Closed ffxsam closed 3 years ago
Hmm, I'm not sure why the tests failed exactly.
Feel free to just close this PR if you want - it's not a huge deal. But typically it's better to use requestAnimationFrame()
over setInterval()
with short intervals to loop at high rates.
Not sure why the tests fail. I'm happy to merge this so long as tests are passing.
I don't why the test reports Cannot read property 'pause' of null
. I tested this using one of the demo pages and got a different error. After calling playSegment()
, I found that timeChecker()
is being called before the media element starts playing and so the self.isPlaying()
call returns false
and so the browser logs an error that the media element play()
is cancelled by calling pause()
, and the segment doesn't play.
I think the solution is to wait for a player.play
event before starting the rAF loop.
My strong hunch is that we need to be waiting for the Promise to resolve (for the self.play()
call).
That would be ideal, but some legacy browsers don't return a promise.
Depends on how far back you wanna support, I suppose. Of the big three (Chrome, Firefox, Safari), Safari was the straggler as far as play()

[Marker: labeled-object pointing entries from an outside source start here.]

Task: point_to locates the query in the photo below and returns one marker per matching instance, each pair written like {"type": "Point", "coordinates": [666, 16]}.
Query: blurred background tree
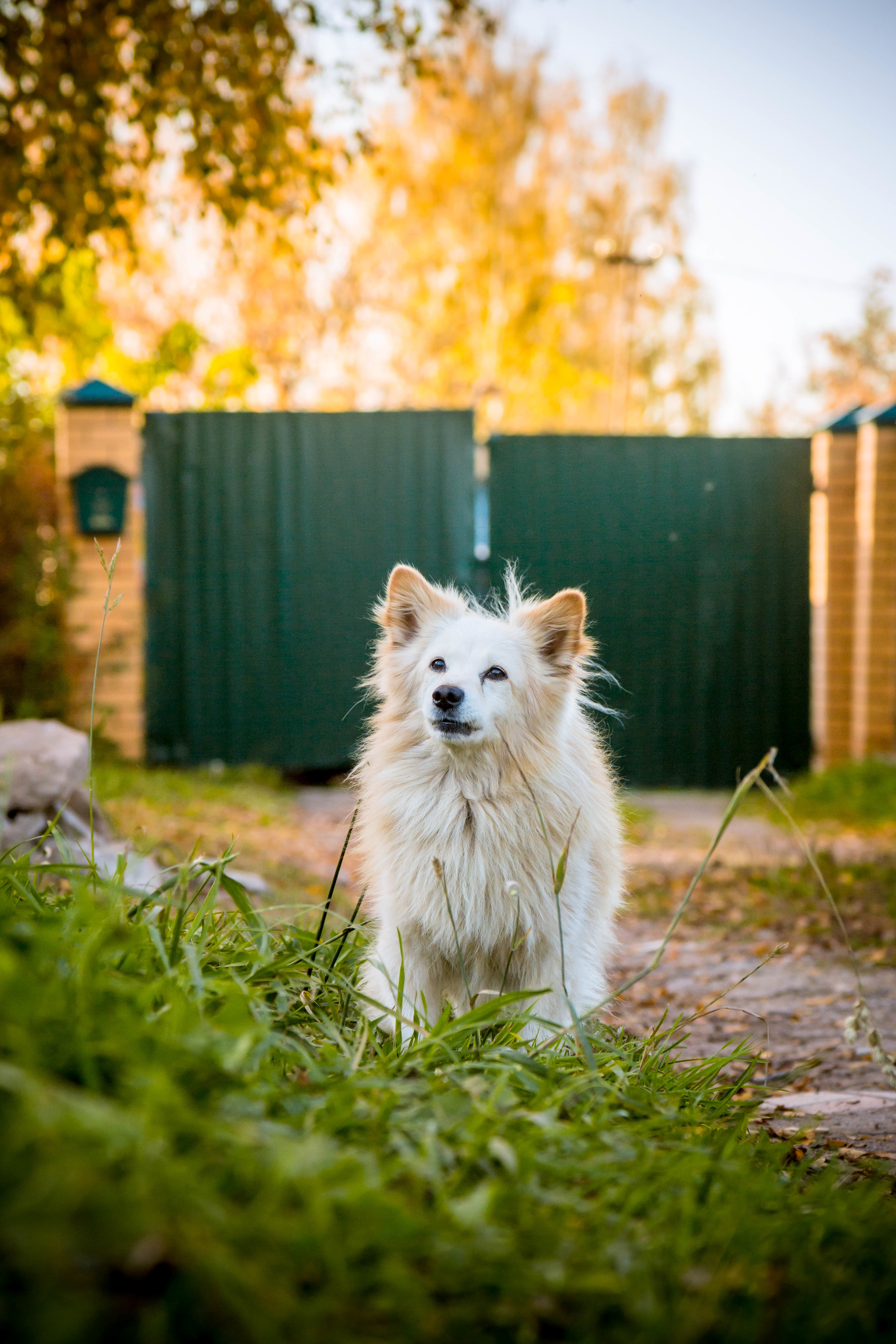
{"type": "Point", "coordinates": [105, 105]}
{"type": "Point", "coordinates": [860, 366]}
{"type": "Point", "coordinates": [520, 257]}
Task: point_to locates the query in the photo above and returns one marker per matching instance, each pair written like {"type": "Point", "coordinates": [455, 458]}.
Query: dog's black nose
{"type": "Point", "coordinates": [448, 697]}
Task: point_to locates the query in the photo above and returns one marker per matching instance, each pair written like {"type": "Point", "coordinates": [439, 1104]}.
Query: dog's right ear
{"type": "Point", "coordinates": [410, 601]}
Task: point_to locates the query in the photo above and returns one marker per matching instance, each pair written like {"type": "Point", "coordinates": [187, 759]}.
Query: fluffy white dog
{"type": "Point", "coordinates": [471, 702]}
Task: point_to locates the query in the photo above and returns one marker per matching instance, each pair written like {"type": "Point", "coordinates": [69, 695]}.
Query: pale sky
{"type": "Point", "coordinates": [784, 115]}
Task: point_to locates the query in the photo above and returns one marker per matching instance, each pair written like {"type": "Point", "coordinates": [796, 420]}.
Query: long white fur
{"type": "Point", "coordinates": [464, 801]}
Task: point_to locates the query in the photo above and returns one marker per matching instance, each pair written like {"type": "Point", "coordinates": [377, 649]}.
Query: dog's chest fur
{"type": "Point", "coordinates": [483, 826]}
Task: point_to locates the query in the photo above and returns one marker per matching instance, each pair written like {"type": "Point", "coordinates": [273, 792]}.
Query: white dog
{"type": "Point", "coordinates": [471, 702]}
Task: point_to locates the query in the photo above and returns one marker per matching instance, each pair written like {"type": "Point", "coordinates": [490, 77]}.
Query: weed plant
{"type": "Point", "coordinates": [203, 1139]}
{"type": "Point", "coordinates": [855, 793]}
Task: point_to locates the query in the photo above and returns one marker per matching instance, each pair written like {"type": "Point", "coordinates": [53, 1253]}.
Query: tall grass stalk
{"type": "Point", "coordinates": [332, 886]}
{"type": "Point", "coordinates": [861, 1021]}
{"type": "Point", "coordinates": [109, 569]}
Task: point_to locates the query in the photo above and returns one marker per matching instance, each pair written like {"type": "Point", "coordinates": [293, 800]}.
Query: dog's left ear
{"type": "Point", "coordinates": [412, 601]}
{"type": "Point", "coordinates": [558, 627]}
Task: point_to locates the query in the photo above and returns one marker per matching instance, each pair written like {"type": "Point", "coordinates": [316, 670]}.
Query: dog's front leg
{"type": "Point", "coordinates": [396, 967]}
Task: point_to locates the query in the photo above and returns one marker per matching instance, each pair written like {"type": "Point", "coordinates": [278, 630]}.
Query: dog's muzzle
{"type": "Point", "coordinates": [448, 701]}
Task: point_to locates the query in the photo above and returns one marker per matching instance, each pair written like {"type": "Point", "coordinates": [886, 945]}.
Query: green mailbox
{"type": "Point", "coordinates": [100, 495]}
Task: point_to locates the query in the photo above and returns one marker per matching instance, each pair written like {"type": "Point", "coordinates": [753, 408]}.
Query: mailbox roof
{"type": "Point", "coordinates": [96, 393]}
{"type": "Point", "coordinates": [844, 420]}
{"type": "Point", "coordinates": [882, 413]}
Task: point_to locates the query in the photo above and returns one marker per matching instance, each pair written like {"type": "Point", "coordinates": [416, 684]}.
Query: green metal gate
{"type": "Point", "coordinates": [269, 537]}
{"type": "Point", "coordinates": [695, 558]}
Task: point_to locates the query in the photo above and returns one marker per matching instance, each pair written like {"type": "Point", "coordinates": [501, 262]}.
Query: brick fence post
{"type": "Point", "coordinates": [874, 714]}
{"type": "Point", "coordinates": [97, 427]}
{"type": "Point", "coordinates": [832, 588]}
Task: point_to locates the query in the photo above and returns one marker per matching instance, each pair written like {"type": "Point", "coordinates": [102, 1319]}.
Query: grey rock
{"type": "Point", "coordinates": [22, 827]}
{"type": "Point", "coordinates": [42, 762]}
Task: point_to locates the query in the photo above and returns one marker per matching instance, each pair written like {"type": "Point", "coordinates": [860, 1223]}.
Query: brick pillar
{"type": "Point", "coordinates": [874, 717]}
{"type": "Point", "coordinates": [98, 427]}
{"type": "Point", "coordinates": [832, 589]}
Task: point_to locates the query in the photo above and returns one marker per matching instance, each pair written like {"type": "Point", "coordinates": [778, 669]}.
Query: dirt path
{"type": "Point", "coordinates": [794, 1008]}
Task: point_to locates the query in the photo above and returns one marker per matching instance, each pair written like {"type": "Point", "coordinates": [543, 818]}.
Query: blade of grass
{"type": "Point", "coordinates": [332, 886]}
{"type": "Point", "coordinates": [440, 874]}
{"type": "Point", "coordinates": [111, 573]}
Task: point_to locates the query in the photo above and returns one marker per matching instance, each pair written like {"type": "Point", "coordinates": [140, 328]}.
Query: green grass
{"type": "Point", "coordinates": [203, 1141]}
{"type": "Point", "coordinates": [855, 793]}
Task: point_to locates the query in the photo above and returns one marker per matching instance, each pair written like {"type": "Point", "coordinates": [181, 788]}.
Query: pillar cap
{"type": "Point", "coordinates": [844, 420]}
{"type": "Point", "coordinates": [96, 393]}
{"type": "Point", "coordinates": [882, 413]}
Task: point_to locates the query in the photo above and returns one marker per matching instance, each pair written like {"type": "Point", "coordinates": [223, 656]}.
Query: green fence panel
{"type": "Point", "coordinates": [695, 558]}
{"type": "Point", "coordinates": [269, 537]}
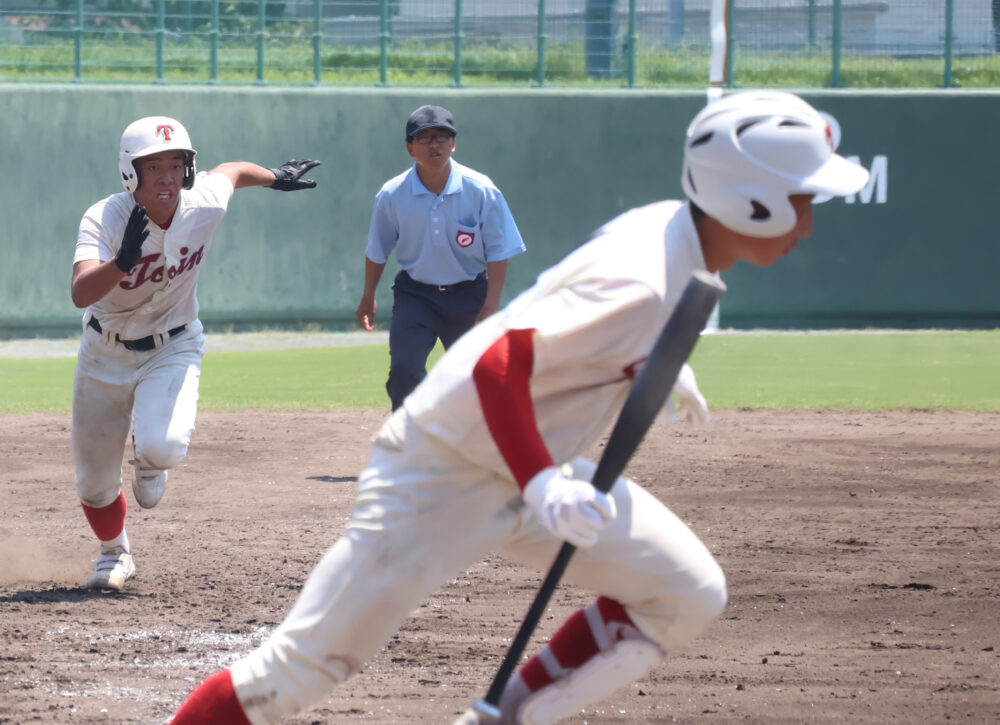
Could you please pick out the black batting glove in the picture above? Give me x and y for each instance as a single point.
(288, 176)
(135, 234)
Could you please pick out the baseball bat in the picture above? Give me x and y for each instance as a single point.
(649, 392)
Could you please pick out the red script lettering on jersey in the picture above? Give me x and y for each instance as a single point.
(145, 272)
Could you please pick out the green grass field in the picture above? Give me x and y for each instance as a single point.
(953, 370)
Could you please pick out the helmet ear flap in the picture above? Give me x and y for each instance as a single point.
(190, 170)
(130, 174)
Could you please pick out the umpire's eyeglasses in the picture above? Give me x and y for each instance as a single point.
(441, 138)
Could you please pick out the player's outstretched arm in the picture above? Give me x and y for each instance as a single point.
(287, 177)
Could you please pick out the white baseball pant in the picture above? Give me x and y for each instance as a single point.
(423, 515)
(113, 385)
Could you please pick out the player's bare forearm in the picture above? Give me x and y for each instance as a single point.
(245, 173)
(92, 280)
(496, 273)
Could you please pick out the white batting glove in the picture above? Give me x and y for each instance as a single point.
(691, 406)
(571, 509)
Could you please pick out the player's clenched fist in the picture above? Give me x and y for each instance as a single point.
(135, 234)
(571, 509)
(288, 176)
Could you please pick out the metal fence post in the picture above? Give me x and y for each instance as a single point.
(383, 43)
(213, 45)
(949, 30)
(812, 24)
(458, 44)
(633, 42)
(161, 29)
(261, 29)
(542, 38)
(836, 40)
(318, 44)
(730, 42)
(78, 43)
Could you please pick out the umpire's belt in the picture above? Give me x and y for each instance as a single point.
(446, 287)
(143, 343)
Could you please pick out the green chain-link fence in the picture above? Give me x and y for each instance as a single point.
(578, 43)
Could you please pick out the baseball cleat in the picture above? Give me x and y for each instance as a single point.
(111, 570)
(148, 485)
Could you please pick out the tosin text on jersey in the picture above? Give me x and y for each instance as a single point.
(143, 273)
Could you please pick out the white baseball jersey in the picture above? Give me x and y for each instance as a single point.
(160, 292)
(595, 315)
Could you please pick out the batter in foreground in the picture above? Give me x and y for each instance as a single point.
(485, 454)
(135, 270)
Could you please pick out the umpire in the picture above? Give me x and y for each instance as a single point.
(452, 232)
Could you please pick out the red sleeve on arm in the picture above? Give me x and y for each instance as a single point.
(502, 377)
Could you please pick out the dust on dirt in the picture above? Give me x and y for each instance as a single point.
(862, 551)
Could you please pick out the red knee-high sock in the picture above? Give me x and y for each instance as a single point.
(213, 702)
(107, 521)
(575, 641)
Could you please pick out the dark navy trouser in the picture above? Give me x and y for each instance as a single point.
(421, 315)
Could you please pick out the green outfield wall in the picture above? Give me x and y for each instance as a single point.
(914, 249)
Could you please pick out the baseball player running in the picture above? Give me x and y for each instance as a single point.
(485, 454)
(135, 270)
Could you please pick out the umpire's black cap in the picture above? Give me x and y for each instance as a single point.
(429, 117)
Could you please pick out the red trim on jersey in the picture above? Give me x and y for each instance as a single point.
(502, 377)
(213, 702)
(108, 521)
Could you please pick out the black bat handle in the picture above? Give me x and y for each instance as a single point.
(529, 623)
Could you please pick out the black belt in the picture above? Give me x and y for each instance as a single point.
(446, 287)
(143, 343)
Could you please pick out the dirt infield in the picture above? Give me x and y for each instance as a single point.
(862, 551)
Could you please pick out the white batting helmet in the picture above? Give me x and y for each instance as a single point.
(148, 136)
(744, 154)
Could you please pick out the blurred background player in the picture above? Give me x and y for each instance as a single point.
(484, 455)
(135, 269)
(452, 232)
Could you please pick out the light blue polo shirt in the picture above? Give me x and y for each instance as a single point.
(442, 238)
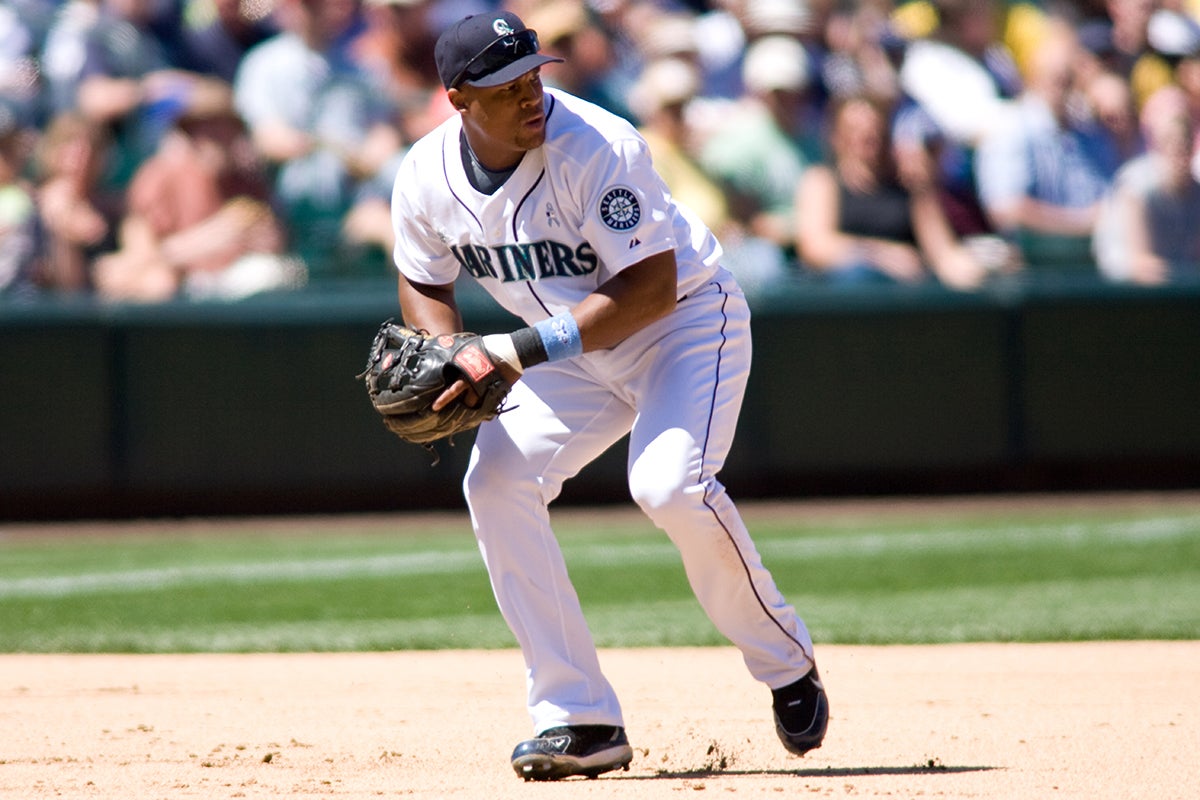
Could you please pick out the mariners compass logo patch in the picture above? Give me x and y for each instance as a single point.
(619, 209)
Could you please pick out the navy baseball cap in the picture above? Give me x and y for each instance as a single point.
(487, 50)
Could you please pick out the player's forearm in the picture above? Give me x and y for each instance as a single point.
(429, 307)
(622, 306)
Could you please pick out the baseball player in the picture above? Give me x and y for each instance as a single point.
(553, 206)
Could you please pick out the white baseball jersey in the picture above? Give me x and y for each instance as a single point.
(576, 211)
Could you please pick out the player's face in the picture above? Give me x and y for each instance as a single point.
(503, 122)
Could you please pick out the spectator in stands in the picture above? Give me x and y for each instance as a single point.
(23, 25)
(199, 223)
(661, 98)
(1042, 172)
(961, 74)
(760, 148)
(957, 82)
(220, 35)
(318, 120)
(858, 223)
(1109, 100)
(19, 232)
(1117, 41)
(130, 79)
(1147, 232)
(78, 210)
(589, 68)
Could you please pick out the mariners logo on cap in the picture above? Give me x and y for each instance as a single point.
(619, 209)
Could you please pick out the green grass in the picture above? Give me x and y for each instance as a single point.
(927, 575)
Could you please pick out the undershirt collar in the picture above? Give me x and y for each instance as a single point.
(480, 176)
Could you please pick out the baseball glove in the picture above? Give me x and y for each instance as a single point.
(408, 370)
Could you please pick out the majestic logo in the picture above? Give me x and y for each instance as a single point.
(619, 209)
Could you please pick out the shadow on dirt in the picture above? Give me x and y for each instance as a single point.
(828, 771)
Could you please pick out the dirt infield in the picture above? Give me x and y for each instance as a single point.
(1000, 721)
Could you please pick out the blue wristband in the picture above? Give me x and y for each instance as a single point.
(561, 336)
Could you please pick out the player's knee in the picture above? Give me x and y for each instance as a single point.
(661, 495)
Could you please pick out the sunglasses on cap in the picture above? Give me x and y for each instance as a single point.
(499, 53)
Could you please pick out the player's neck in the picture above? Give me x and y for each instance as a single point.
(483, 178)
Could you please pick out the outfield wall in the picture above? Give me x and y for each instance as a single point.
(255, 408)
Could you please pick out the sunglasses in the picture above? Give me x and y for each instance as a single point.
(499, 53)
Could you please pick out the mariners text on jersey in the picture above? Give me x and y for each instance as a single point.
(527, 260)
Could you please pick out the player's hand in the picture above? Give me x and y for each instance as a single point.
(456, 389)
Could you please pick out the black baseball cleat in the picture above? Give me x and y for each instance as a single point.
(573, 750)
(802, 713)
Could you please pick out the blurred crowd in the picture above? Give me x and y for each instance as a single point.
(216, 149)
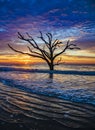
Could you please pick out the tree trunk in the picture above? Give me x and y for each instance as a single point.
(51, 66)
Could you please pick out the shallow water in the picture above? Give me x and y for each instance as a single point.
(26, 96)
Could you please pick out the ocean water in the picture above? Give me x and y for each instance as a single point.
(73, 87)
(28, 97)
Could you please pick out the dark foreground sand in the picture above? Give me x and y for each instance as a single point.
(20, 110)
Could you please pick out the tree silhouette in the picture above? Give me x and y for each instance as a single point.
(50, 50)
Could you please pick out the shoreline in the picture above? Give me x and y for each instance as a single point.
(70, 72)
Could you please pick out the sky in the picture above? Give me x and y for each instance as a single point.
(72, 20)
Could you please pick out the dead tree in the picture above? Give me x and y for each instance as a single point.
(49, 52)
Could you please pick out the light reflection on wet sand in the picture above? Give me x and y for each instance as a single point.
(19, 106)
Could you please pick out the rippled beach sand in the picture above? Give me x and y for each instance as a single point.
(23, 110)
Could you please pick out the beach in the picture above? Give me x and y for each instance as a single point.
(25, 111)
(33, 101)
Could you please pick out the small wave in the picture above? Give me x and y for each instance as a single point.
(20, 106)
(82, 95)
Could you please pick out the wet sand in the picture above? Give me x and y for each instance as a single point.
(20, 110)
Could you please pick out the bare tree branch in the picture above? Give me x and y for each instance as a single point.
(47, 52)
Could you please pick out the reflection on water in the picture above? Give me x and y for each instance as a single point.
(18, 106)
(26, 96)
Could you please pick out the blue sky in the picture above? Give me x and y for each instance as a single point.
(65, 19)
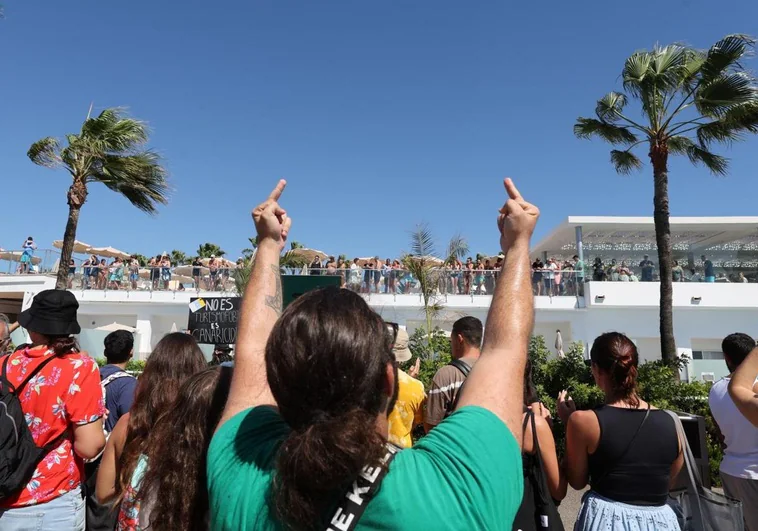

not returning a Promise. That was resolved back in.. version 9 I think?
I found one small issue with this PR - if you call playSegment()
multiple times without first stopping playback or waiting for the segment to end, you'll end up with multiple timeChecker
callbacks being run in each rAF
cycle.
@chrisn Looks like you brought some of the changes from this PR into the main branch. Shall I close this?
Yes, thank you. I may come back to this, though, to use the promise that play()
returns.
Switched from using setInterval() to requestAnimationFrame() so it can execute in a loop as fast as the browser/computer can handle without causing any kind of blocking. Should get more precision out of this method.